Can renewed interest in vocational education and training lead to its revitalisation?

AnnMarieBathmakerpost by Ann-Marie Bathmaker
Professor of Vocational and Higher Education, University of Birmingham

Vocational education, education, education is one of the new best solutions for both Conservative and Labour parties in the lead-up to the next election. Intermediate skills for middle-skilled occupations are expected to address the needs of employers, and overcome unemployment and under-employment, particularly amongst young people, where the unemployment rate remains close to 20%. It may seem strange to suggest that vocational education and training is the solution to achieving these skills for the Coalition Government, in the light of Alison Wolf’s very public vilification of vocational qualifications used in schools. But there is a quiet revolution taking place in 14-19 education, which has created dedicated vocational routes from the age of 14. University Technical Colleges have opened across England. There are currently 17. There are expected to be 30 more by 2016. These colleges (they are actually academy schools) are backed by the Baker Dearing Foundation and specialise in technical education. And from September 2014 new Career Colleges will offer full-time education for 14-19 year olds, so that they can study in a further education setting rather than school.

The Labour Party is equally keen to embrace vocational education. It is the solution for the ‘missing 50%’ – those who Ed Miliband admits were ‘overlooked’ by former Labour policies on widening participation in higher education. The missing 50% have been rediscovered, and there are plenty of suggestions being developed by Labour on how to address the needs of this overlooked middle.
For both main parties, this means reforms to vocational qualifications. The Coalition government is introducing newly-named vocational qualifications from September 2014. Proposals coming from Skills Taskforce advising Labour suggest that the Labour Party will support some form of overarching diploma. We are assured by both parties that apprenticeships will be expanded and improved. Higher level vocational education, rather than general HE, is becoming defined as the follow-on step towards middle-skilled occupations.

If this renewed interest in vocational education and training is to mean opportunities for revitalisation, then we need to address some of the long-standing problems that have not gone away.

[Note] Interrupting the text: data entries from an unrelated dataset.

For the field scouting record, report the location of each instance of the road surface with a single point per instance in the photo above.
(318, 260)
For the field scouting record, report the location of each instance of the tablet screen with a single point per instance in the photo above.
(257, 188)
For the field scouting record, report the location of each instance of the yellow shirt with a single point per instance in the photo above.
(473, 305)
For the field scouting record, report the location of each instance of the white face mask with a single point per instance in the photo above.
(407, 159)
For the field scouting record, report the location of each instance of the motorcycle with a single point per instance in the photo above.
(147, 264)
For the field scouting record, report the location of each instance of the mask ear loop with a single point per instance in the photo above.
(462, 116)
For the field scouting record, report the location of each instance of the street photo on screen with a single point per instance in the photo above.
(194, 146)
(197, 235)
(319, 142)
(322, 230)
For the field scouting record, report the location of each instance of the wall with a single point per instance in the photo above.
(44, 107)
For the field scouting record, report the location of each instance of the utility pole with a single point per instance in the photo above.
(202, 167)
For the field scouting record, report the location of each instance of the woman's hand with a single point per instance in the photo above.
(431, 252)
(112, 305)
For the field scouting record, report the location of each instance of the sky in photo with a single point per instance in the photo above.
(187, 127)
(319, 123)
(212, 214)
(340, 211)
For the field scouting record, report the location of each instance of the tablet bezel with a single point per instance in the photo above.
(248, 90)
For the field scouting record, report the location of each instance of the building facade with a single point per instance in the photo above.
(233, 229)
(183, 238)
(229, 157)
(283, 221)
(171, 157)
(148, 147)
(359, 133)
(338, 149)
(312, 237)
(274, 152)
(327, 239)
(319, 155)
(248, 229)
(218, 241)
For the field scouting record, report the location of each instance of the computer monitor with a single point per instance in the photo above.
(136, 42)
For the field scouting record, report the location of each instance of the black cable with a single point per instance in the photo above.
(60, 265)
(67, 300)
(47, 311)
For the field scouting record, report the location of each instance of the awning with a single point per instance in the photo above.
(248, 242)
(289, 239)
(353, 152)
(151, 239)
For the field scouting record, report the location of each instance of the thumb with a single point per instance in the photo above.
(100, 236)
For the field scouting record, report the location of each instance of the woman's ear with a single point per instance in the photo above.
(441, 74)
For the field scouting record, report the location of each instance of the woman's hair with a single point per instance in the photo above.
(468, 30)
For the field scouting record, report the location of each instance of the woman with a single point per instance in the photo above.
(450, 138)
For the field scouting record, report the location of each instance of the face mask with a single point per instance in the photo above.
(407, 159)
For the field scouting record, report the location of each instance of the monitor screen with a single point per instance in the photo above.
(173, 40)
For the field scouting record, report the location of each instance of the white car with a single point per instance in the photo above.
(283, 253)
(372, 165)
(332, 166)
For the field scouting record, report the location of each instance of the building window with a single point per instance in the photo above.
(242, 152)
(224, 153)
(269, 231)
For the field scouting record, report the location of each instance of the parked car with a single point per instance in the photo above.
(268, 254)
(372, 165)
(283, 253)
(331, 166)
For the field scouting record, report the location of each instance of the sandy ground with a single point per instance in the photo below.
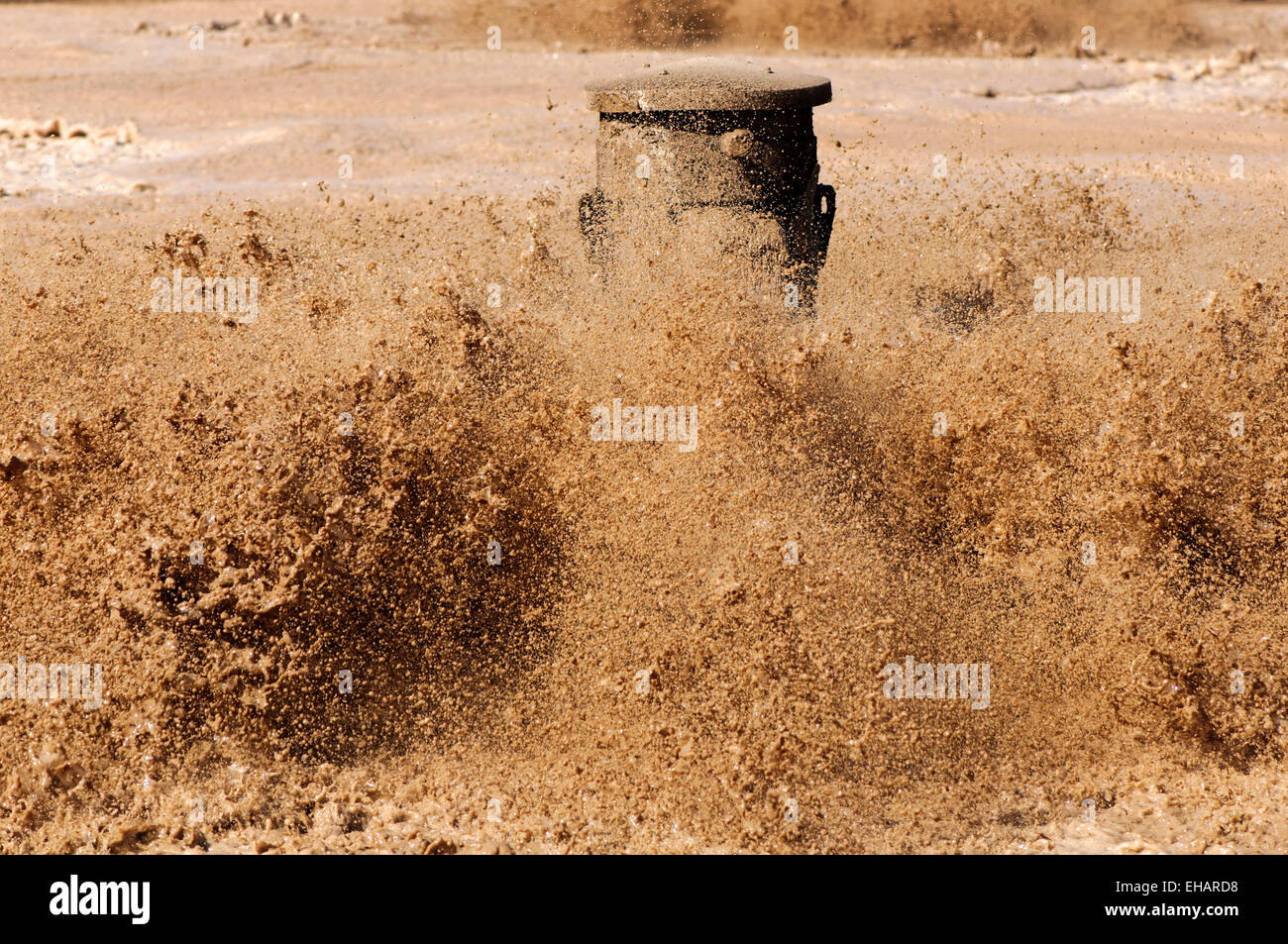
(642, 672)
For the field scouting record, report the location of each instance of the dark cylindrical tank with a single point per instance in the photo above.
(726, 146)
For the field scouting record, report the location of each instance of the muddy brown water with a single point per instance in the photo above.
(273, 527)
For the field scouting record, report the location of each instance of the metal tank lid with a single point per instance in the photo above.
(707, 84)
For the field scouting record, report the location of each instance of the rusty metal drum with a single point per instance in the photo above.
(720, 146)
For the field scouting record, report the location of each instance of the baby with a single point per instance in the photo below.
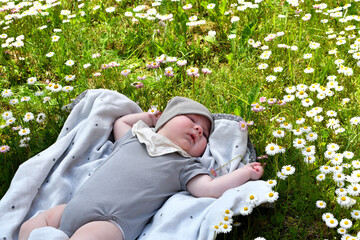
(146, 167)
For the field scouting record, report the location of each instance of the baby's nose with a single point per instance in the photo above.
(199, 129)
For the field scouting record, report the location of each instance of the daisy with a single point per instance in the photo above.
(327, 216)
(272, 196)
(40, 118)
(28, 117)
(50, 54)
(355, 214)
(339, 177)
(56, 88)
(307, 56)
(272, 101)
(4, 148)
(243, 126)
(341, 231)
(346, 223)
(354, 189)
(312, 136)
(286, 125)
(355, 120)
(309, 159)
(272, 149)
(25, 99)
(308, 151)
(69, 78)
(246, 210)
(86, 65)
(271, 183)
(300, 121)
(270, 78)
(110, 9)
(331, 223)
(67, 89)
(299, 143)
(281, 175)
(280, 119)
(332, 147)
(308, 70)
(263, 66)
(24, 131)
(252, 199)
(332, 123)
(320, 204)
(187, 6)
(278, 69)
(7, 115)
(314, 87)
(331, 113)
(320, 177)
(46, 99)
(307, 102)
(288, 170)
(211, 6)
(55, 38)
(137, 84)
(279, 134)
(6, 93)
(290, 89)
(181, 62)
(321, 95)
(301, 94)
(336, 161)
(125, 72)
(69, 63)
(318, 118)
(289, 98)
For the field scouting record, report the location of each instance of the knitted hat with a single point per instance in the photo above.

Firstly, much vocational education continues to be ‘for other people’s children’, the working-middle and the middle-working classes, as well as the last resort for those at risk of becoming classified as NEET.

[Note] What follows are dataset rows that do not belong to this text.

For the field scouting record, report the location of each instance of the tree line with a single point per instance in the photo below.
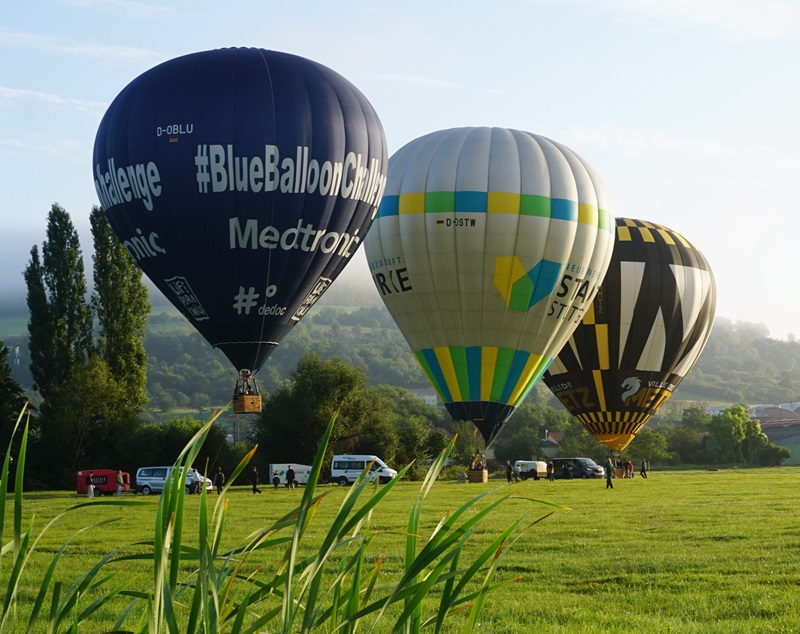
(106, 383)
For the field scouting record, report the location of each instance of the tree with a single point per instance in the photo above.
(726, 431)
(412, 436)
(60, 325)
(649, 445)
(296, 415)
(121, 306)
(79, 422)
(685, 443)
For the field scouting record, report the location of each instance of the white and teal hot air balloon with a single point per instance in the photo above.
(488, 248)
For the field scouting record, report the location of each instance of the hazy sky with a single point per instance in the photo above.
(688, 109)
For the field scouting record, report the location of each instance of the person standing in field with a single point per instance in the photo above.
(219, 480)
(254, 480)
(609, 474)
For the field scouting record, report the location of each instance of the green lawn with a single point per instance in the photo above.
(691, 551)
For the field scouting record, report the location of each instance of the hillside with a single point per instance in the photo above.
(740, 363)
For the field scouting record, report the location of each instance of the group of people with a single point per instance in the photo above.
(291, 480)
(627, 470)
(477, 461)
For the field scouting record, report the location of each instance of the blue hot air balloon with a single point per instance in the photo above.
(242, 181)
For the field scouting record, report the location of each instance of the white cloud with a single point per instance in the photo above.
(16, 96)
(130, 7)
(417, 80)
(91, 50)
(737, 19)
(634, 142)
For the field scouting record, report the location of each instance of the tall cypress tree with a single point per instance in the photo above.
(60, 325)
(121, 305)
(39, 326)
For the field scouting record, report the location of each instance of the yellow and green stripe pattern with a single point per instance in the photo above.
(482, 373)
(495, 203)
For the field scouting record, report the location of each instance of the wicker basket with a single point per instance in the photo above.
(247, 404)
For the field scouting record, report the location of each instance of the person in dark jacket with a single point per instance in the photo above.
(254, 480)
(219, 480)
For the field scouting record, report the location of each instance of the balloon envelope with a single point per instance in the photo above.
(646, 328)
(489, 245)
(242, 181)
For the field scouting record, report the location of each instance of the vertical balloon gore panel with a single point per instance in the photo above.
(488, 248)
(242, 181)
(646, 328)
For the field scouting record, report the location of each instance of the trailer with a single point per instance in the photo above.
(104, 481)
(301, 472)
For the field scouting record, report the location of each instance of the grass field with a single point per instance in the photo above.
(691, 551)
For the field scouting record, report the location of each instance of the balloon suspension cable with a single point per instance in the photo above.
(267, 289)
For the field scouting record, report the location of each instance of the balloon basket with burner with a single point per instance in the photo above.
(246, 399)
(477, 475)
(247, 404)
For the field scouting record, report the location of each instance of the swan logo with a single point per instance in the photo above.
(631, 385)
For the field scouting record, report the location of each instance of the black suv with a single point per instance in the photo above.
(583, 468)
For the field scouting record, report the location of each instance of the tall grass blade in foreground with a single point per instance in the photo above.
(330, 586)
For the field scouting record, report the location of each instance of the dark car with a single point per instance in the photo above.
(580, 468)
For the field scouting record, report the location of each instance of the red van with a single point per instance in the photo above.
(104, 480)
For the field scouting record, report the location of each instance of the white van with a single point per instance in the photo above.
(346, 468)
(531, 469)
(301, 472)
(153, 479)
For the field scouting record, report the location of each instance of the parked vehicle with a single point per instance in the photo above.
(104, 481)
(582, 468)
(153, 479)
(531, 469)
(301, 472)
(346, 468)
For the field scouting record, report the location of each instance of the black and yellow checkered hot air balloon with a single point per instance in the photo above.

Secondly, vocational education leading to technician-level employment and associate professional occupations is distinct from professional education leading to the professions. Progression routes from vocational to professional education are weak, and opportunities to progress from technician or associate professional work to professional occupations are difficult or impossible. The need to change this is noted by the Social Mobility and Child Poverty Commission, but the difficulties of overcoming the class-based nature of these distinctions will require considerable work.

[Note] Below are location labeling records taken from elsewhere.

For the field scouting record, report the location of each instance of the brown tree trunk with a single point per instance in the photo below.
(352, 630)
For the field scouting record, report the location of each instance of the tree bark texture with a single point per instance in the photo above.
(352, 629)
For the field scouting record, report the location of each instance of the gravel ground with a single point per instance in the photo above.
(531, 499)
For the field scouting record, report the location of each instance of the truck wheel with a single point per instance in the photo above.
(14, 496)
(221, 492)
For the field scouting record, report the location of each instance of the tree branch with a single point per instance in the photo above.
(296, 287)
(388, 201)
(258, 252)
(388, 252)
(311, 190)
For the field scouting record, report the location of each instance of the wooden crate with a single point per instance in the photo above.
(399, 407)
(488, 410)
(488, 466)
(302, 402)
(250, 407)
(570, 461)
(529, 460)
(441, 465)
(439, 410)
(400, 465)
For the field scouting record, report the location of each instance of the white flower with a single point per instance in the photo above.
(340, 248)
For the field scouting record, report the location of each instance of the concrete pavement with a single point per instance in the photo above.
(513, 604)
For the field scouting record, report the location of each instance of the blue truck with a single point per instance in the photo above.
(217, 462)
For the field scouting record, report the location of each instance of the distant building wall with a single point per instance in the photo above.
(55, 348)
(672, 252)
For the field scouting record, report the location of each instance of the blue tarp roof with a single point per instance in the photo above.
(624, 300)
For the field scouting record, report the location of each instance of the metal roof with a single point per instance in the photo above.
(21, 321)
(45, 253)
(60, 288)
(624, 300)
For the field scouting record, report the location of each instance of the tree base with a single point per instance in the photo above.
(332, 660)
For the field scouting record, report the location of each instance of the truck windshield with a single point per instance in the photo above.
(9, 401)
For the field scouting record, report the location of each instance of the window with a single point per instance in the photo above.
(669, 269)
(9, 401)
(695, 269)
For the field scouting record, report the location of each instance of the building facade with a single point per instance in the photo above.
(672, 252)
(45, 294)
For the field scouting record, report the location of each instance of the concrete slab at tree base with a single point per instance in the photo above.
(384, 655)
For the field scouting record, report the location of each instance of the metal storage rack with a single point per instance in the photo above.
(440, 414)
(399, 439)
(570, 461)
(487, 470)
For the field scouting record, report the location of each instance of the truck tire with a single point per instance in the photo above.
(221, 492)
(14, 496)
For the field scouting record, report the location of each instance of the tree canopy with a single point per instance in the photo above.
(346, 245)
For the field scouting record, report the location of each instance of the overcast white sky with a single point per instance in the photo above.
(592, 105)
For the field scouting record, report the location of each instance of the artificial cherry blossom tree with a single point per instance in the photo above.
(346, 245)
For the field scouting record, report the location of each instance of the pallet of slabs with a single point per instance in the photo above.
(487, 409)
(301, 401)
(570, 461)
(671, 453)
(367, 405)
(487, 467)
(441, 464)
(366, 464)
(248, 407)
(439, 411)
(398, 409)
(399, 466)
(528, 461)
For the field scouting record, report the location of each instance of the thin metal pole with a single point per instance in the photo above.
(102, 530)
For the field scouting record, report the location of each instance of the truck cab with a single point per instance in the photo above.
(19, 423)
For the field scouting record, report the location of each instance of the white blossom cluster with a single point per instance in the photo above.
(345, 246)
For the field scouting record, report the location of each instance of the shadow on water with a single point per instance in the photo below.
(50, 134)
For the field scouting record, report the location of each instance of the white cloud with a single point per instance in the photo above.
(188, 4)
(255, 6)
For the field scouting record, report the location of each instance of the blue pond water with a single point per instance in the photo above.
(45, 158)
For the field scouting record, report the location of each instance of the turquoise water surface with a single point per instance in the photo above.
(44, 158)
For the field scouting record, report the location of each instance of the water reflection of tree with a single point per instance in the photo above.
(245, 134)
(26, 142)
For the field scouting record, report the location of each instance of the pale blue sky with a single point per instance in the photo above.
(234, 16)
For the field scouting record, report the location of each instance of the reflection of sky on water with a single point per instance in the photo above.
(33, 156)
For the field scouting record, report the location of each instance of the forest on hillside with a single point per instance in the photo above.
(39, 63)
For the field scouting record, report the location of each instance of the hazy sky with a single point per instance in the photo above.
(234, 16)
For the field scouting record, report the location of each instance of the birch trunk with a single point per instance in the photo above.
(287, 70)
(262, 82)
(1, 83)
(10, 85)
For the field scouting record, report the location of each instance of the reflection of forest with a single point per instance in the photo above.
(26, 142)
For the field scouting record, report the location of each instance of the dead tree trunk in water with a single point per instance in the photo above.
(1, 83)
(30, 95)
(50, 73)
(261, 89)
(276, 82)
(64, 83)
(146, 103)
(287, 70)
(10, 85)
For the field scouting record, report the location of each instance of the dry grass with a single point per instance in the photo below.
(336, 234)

Finally, supply-side solutions will not address demand-side problems. This has been emphasised by labour market and vocational education researchers again and again over the years. Employer intervention in education and training does not automatically create jobs for people to do once they are trained. Renewed stipulations that employers should design, define and drive vocational education, with no parallel demands to reshape labour markets and employment opportunities, mean that any possibilities in a revitalised vocational education and training fall at the first hurdle.

Heroic policy does not address these issues. Instead, heroic policy overlooks long-standing inequalities that vocational education of itself cannot overcome.